Dental Drama

A few of you might recall that in December I received news of my first ever cavity (you can read about that here).  Because my mother is my dental hygienist, she is the one who broke the news to me, and her choice words were, "Lauren, I have some bad news."  So you would think that when my mom sat down next to me last night and said, "I have some bad, bad, bad, bad, bad, bad news," I might have picked up on the similarities and guessed what her bad news was.  But I didn't (it's been a while) so she just told me.  I have another cavity.

(o_0)  <---You see that?  That's how my eye twitched when I heard the word "cavity".

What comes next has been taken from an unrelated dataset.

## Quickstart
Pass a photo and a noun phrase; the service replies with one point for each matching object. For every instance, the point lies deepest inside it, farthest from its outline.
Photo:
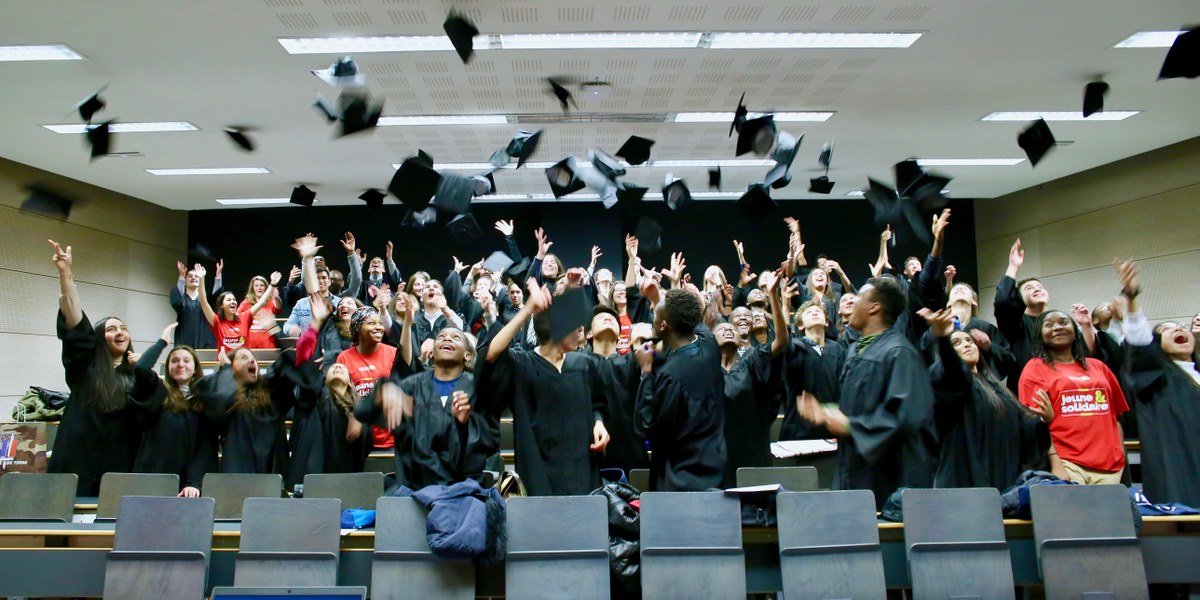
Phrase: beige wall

Guys, I take really good care of my teeth.  I brush my teeth thoroughly, I floss meticulously, and I even use mouthwash every evening.  So I am a tad unsure as to how I acquired a second cavity.  Apparently it's really small and likely was ten years (roughly) in the making.

Later I admitted that I was a little bummed about the whole thing.  I mean, my mom is a dental hygienist for crying out loud!  My brother and I were raised with outstanding dental standards.  To not take care of your teeth is a sin worthy of punishments reserved for the worst of transgressors.

In my apparent need to make things dramatic* (because it's more interesting that way), I may or may not have compared getting another cavity to adultery.  Because it's like my teeth are no longer pure and pristine.  When the dentist filled my first cavity, she kept commenting as she worked.  "What a shame.  You had such beautiful teeth."  With how I felt after that, it's no wonder I likened cavities to adultery.

And now I'm less inclined to believe the subject of this post is dental hygiene, but rather my flair for the dramatic.  Meh.  Either way.